CHROME: Clothed Human Reconstruction with Occlusion-Resilience and Multiview-Consistency from a Single Image
- URL: http://arxiv.org/abs/2503.15671v1
- Date: Wed, 19 Mar 2025 19:56:18 GMT
- Title: CHROME: Clothed Human Reconstruction with Occlusion-Resilience and Multiview-Consistency from a Single Image
- Authors: Arindam Dutta, Meng Zheng, Zhongpai Gao, Benjamin Planche, Anwesha Choudhuri, Terrence Chen, Amit K. Roy-Chowdhury, Ziyan Wu,
- Abstract summary: We present a novel pipeline to reconstruct 3D humans with multiview consistency from a single occluded image.<n>A 3D reconstruction model is then trained to predict a set of 3D Gaussians conditioned on both the occluded input and synthesized views.<n> achieves significant improvements in terms of both novel view synthesis (upto 3 db PSNR) and geometric reconstruction under challenging conditions.

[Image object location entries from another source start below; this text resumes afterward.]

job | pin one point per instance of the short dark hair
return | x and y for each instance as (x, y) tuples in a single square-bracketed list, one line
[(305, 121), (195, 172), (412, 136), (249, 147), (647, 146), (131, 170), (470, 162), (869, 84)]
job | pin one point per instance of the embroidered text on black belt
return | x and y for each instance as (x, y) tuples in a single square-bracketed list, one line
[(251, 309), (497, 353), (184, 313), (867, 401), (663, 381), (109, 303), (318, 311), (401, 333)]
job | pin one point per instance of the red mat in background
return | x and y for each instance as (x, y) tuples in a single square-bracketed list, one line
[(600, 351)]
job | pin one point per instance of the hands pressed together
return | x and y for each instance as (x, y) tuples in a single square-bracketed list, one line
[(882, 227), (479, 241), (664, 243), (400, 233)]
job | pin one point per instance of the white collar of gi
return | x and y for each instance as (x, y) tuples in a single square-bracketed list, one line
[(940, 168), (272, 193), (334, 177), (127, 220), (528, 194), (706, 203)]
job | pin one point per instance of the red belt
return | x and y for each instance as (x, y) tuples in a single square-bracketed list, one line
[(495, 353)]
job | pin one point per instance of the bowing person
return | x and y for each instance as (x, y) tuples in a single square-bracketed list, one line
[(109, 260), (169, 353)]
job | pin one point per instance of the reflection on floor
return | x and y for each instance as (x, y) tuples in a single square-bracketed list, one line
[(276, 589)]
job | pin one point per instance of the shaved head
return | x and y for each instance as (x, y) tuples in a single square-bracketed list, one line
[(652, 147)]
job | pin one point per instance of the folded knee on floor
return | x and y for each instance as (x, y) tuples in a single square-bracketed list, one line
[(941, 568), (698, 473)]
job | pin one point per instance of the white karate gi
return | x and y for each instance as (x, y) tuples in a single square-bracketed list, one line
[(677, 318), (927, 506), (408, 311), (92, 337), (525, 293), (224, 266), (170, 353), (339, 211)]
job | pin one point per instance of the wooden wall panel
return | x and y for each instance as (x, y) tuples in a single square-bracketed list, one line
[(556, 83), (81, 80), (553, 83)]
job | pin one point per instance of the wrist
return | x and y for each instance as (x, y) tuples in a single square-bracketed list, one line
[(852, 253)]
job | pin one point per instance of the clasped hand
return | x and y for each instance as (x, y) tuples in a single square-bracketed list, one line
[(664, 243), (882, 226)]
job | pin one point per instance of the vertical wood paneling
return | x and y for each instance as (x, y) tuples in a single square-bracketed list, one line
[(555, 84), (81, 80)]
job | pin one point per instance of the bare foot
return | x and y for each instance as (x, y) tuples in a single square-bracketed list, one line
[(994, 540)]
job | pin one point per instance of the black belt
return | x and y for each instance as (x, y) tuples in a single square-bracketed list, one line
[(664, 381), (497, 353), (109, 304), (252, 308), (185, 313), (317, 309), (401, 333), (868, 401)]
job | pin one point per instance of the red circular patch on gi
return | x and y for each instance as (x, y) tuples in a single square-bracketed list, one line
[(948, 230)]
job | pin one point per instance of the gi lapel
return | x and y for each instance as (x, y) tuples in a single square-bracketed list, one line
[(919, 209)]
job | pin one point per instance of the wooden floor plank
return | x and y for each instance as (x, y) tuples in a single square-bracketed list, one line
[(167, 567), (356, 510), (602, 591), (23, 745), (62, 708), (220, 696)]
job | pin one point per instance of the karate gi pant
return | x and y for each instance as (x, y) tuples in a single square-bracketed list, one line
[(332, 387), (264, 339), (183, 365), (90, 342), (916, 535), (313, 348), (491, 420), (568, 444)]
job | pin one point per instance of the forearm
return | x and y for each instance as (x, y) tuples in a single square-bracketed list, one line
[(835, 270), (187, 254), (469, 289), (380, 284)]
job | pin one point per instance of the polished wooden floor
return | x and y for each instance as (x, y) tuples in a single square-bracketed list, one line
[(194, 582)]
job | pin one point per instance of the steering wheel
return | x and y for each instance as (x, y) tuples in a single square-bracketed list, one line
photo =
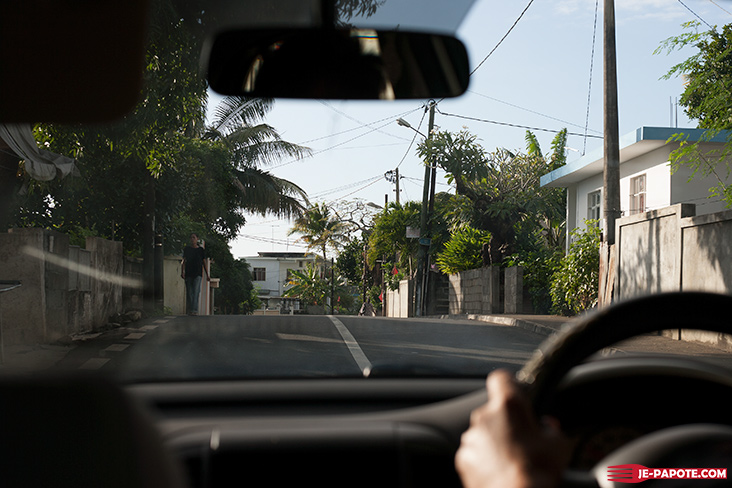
[(674, 447)]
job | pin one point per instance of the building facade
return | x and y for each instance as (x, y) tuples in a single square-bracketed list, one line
[(647, 181), (271, 273)]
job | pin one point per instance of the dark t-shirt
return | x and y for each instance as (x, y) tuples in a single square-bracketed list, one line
[(194, 257)]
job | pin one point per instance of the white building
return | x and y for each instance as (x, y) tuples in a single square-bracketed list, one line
[(646, 181), (271, 272)]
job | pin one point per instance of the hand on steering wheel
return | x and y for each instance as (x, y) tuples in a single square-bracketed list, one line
[(506, 429)]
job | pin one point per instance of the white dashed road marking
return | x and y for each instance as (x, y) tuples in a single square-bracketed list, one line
[(358, 355), (94, 363)]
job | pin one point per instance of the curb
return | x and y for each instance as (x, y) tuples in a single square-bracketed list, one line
[(531, 326)]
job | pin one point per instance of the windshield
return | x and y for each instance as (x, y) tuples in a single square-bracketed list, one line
[(205, 236)]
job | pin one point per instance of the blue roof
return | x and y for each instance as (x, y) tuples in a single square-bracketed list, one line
[(657, 136)]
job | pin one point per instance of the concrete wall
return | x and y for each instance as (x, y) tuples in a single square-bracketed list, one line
[(65, 289), (476, 291), (174, 292), (648, 247), (23, 309), (400, 302), (673, 250)]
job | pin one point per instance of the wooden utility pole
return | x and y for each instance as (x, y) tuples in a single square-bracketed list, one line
[(611, 173), (396, 172), (611, 170), (422, 270)]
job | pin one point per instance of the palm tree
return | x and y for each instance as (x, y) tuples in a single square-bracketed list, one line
[(320, 228), (238, 125)]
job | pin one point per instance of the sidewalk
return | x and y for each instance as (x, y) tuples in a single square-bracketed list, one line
[(545, 325)]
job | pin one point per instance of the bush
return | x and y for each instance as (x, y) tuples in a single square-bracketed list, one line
[(574, 283), (539, 268), (463, 250)]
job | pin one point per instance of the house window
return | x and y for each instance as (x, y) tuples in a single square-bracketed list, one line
[(638, 194), (593, 205), (259, 274)]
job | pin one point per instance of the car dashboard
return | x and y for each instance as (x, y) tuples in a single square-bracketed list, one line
[(368, 432), (405, 432)]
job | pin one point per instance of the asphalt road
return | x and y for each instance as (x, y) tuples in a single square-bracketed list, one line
[(302, 346)]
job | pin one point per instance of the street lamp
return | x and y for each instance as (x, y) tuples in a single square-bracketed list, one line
[(422, 284), (406, 124)]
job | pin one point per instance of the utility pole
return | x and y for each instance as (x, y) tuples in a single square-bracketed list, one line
[(611, 173), (396, 171), (424, 241)]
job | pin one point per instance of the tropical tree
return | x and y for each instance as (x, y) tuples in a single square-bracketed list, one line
[(708, 76), (388, 240), (498, 189), (320, 228), (252, 144), (160, 169), (574, 283)]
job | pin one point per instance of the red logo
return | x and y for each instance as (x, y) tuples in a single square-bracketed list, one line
[(636, 473)]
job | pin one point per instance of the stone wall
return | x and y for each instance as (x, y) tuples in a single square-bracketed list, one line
[(400, 302), (64, 289), (672, 249)]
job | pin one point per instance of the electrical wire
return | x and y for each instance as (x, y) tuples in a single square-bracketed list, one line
[(513, 125), (353, 119), (579, 126), (414, 138), (345, 187), (390, 118), (696, 15), (721, 8), (503, 38), (592, 66), (356, 191)]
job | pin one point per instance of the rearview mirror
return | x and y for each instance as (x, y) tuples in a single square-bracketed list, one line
[(357, 64)]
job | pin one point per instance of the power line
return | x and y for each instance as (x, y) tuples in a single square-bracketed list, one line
[(345, 187), (353, 119), (592, 66), (695, 14), (514, 125), (272, 241), (392, 117), (503, 38), (531, 111), (389, 119), (715, 3), (406, 153), (356, 191)]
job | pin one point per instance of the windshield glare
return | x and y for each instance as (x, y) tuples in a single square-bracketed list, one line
[(204, 236)]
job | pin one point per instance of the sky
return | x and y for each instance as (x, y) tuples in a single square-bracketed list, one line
[(541, 76)]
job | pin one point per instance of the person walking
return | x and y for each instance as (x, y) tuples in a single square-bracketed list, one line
[(192, 270)]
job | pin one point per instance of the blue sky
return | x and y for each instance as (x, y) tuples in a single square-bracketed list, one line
[(538, 77)]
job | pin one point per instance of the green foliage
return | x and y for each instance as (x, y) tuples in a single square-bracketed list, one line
[(320, 228), (312, 288), (463, 251), (236, 294), (308, 285), (160, 163), (496, 190), (574, 284), (351, 260), (388, 240), (708, 76)]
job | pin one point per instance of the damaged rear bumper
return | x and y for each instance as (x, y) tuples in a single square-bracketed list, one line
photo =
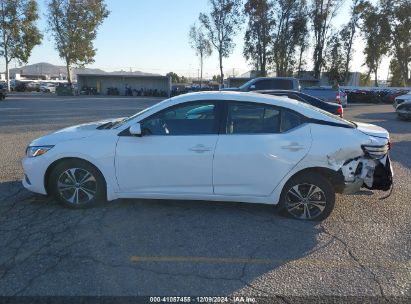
[(371, 173)]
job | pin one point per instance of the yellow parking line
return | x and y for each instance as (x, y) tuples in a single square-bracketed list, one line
[(299, 262), (191, 259)]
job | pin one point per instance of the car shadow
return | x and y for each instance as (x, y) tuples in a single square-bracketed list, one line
[(400, 152), (143, 247)]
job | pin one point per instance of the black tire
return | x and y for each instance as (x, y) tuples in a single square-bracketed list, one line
[(317, 209), (66, 180)]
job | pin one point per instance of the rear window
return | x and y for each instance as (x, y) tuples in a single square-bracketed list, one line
[(278, 84)]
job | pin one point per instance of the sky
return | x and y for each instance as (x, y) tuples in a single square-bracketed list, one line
[(152, 36)]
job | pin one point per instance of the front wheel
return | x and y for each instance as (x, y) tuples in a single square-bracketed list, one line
[(77, 184), (308, 196)]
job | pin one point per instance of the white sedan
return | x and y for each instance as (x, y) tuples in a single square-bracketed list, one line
[(219, 146)]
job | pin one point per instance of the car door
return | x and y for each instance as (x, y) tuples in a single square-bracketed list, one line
[(261, 144), (174, 153)]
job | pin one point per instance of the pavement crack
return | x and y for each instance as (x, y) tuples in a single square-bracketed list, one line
[(357, 260)]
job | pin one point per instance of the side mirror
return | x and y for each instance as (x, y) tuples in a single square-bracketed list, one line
[(135, 130)]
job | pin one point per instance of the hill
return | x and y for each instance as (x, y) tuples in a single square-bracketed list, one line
[(54, 71)]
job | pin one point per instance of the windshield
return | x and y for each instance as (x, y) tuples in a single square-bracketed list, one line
[(126, 120), (247, 84)]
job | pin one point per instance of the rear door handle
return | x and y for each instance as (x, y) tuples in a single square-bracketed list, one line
[(200, 149)]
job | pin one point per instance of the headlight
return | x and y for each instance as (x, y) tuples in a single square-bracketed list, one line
[(37, 151)]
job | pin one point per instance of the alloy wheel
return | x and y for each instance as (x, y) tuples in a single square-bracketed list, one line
[(77, 186), (305, 201)]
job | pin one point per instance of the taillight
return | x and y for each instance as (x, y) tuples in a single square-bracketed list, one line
[(340, 111)]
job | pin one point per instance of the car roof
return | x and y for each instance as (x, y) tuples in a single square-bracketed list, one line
[(277, 91)]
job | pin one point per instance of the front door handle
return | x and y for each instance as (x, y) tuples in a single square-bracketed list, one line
[(293, 147), (200, 149)]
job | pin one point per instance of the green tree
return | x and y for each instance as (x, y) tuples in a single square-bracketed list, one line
[(221, 24), (202, 46), (287, 35), (376, 31), (174, 77), (348, 33), (322, 12), (401, 37), (217, 78), (397, 79), (302, 34), (334, 58), (74, 27), (259, 33), (18, 31)]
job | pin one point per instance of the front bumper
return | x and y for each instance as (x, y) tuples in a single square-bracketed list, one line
[(34, 172)]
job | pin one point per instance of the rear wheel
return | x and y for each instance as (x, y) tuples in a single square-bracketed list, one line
[(308, 196), (77, 184)]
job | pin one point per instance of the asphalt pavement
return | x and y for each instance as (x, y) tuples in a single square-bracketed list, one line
[(168, 248)]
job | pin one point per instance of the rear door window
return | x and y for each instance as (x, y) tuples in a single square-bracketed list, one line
[(248, 118)]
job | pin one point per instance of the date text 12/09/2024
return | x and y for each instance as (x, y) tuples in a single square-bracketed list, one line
[(204, 299)]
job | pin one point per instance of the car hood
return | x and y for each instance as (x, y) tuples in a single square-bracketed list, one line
[(372, 130), (71, 133)]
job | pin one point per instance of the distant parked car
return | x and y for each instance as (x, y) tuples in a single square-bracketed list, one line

- Score: 41.09080719555336
- License: http://creativecommons.org/licenses/by/4.0/
- Abstract: Reconstructing clothed humans from a single image is a fundamental task in computer vision with wide-ranging applications. Although existing monocular clothed human reconstruction solutions have shown promising results, they often rely on the assumption that the human subject is in an occlusion-free environment. Thus, when encountering in-the-wild occluded images, these algorithms produce multiview inconsistent and fragmented reconstructions. Additionally, most algorithms for monocular 3D human reconstruction leverage geometric priors such as SMPL annotations for training and inference, which are extremely challenging to acquire in real-world applications. To address these limitations, we propose CHROME: Clothed Human Reconstruction with Occlusion-Resilience and Multiview-ConsistEncy from a Single Image, a novel pipeline designed to reconstruct occlusion-resilient 3D humans with multiview consistency from a single occluded image, without requiring either ground-truth geometric prior annotations or 3D supervision. Specifically, CHROME leverages a multiview diffusion model to first synthesize occlusion-free human images from the occluded input, compatible with off-the-shelf pose control to explicitly enforce cross-view consistency during synthesis. A 3D reconstruction model is then trained to predict a set of 3D Gaussians conditioned on both the occluded input and synthesized views, aligning cross-view details to produce a cohesive and accurate 3D representation. CHROME achieves significant improvements in terms of both novel view synthesis (upto 3 db PSNR) and geometric reconstruction under challenging conditions.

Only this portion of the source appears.